Hi everyone.
I’m trying to use GPT2 model for multi-label text classification. I’m using 256 maximum tokens. I don’t want to use GPT2ForSequenceClassification directly, as I need a dropout layer between the GPT2 model and classifier head.
Inspired from the source code of GPT2ForSequenceClassification I tried defining my model as follows:
from transformers import AutoConfig
MODEL_NAME = "gpt2"
gpt2_config = AutoConfig.from_pretrained(MODEL_NAME)
gpt2_model = AutoModel.from_pretrained(pretrained_model_name_or_path=MODEL_NAME, config=gpt2_config)
gpt2_model.resize_token_embeddings(len(tokenizer))
gpt2_model.config.pad_token_id = gpt2_model.config.eos_token_id
class Model(nn.Module):
def __init__(self):
super().__init__()
self.l1 = gpt2_model
self.l2 = nn.Dropout(0.3)
self.l3 = nn.Linear(self.l1.config.hidden_size, n_classes)

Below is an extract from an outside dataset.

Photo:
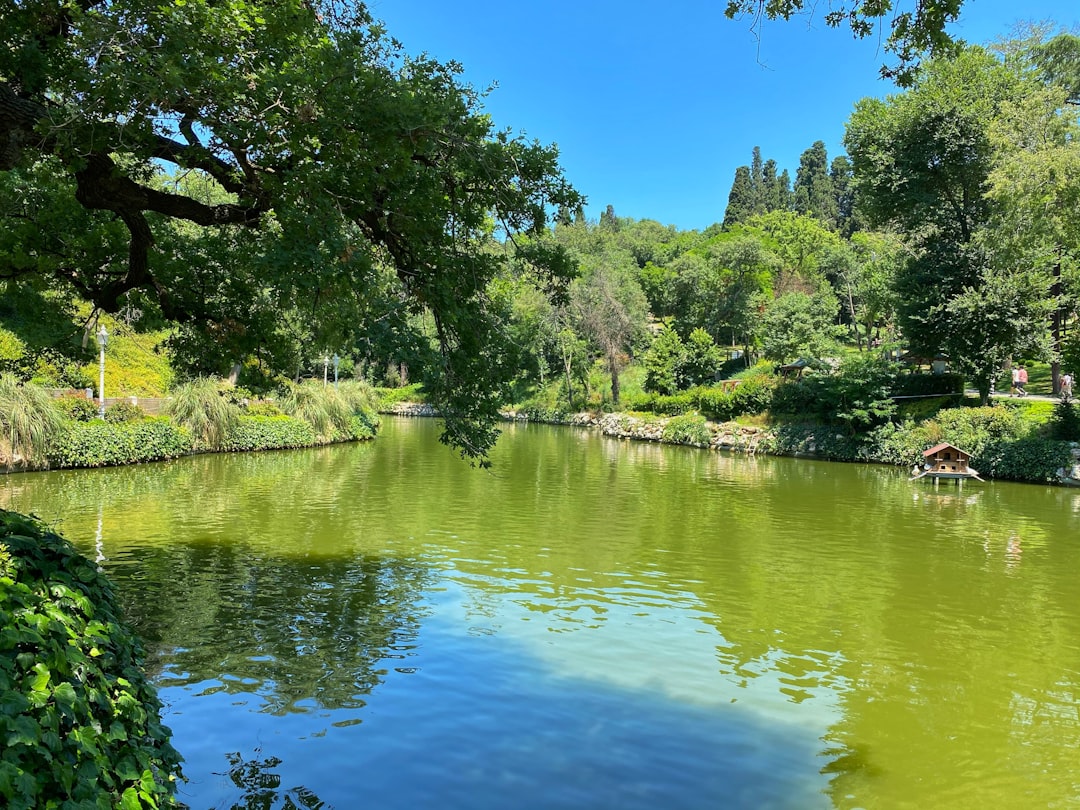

def forward(self, input_ids, attention_mask, token_type_ids):
out = self.l1(input_ids, attention_mask=attention_mask, token_type_ids=token_type_ids)
out = self.l2(out[0])
out = self.l3(out)
return out
model = Model()
model.to(device);
However, the output shape of the GPT2 model is [BATCH_SIZE, 256, self.l1.config.hidden_size], where self.l1.config.hidden_size = 786, and when this goes through dropout and the classifier head, the resultant shape is [BATCH_SIZE, 256, n_classes]. This is a problem since my ground truth has the shape [BATCH_SIZE, n_classes].
I read online, and it seems like it’s enough to use the last token output from GPT2 model, so I revised my model to this (Note the difference from
out = self.l2(out[0])
to
out = self.l2(out[0][:, -1, :])
class Model(nn.Module):
def __init__(self):
super().__init__()
self.l1 = gpt2_model
self.l2 = nn.Dropout(0.3)
self.l3 = nn.Linear(self.l1.config.hidden_size, len(features.mlb.classes_))
def forward(self, input_ids, attention_mask, token_type_ids):
out = self.l1(input_ids, attention_mask=attention_mask, token_type_ids=token_type_ids)
out = self.l2(out[0][:, -1, :])
out = self.l3(out)
return out
The output shape of above model is [BATCH_SIZE, n_classes] and this model is training now. (still waiting to benchmark it on test set).
I wanted to ask, is my revised model correct? Particularly, does it make sense to use out = self.l2(out[0][:, -1, :]).
If it is correct, then why do we use something like out = self.l2(out[0]) here GPT2ForSequenceClassification ? Why is it working in this source code, but failing in my case?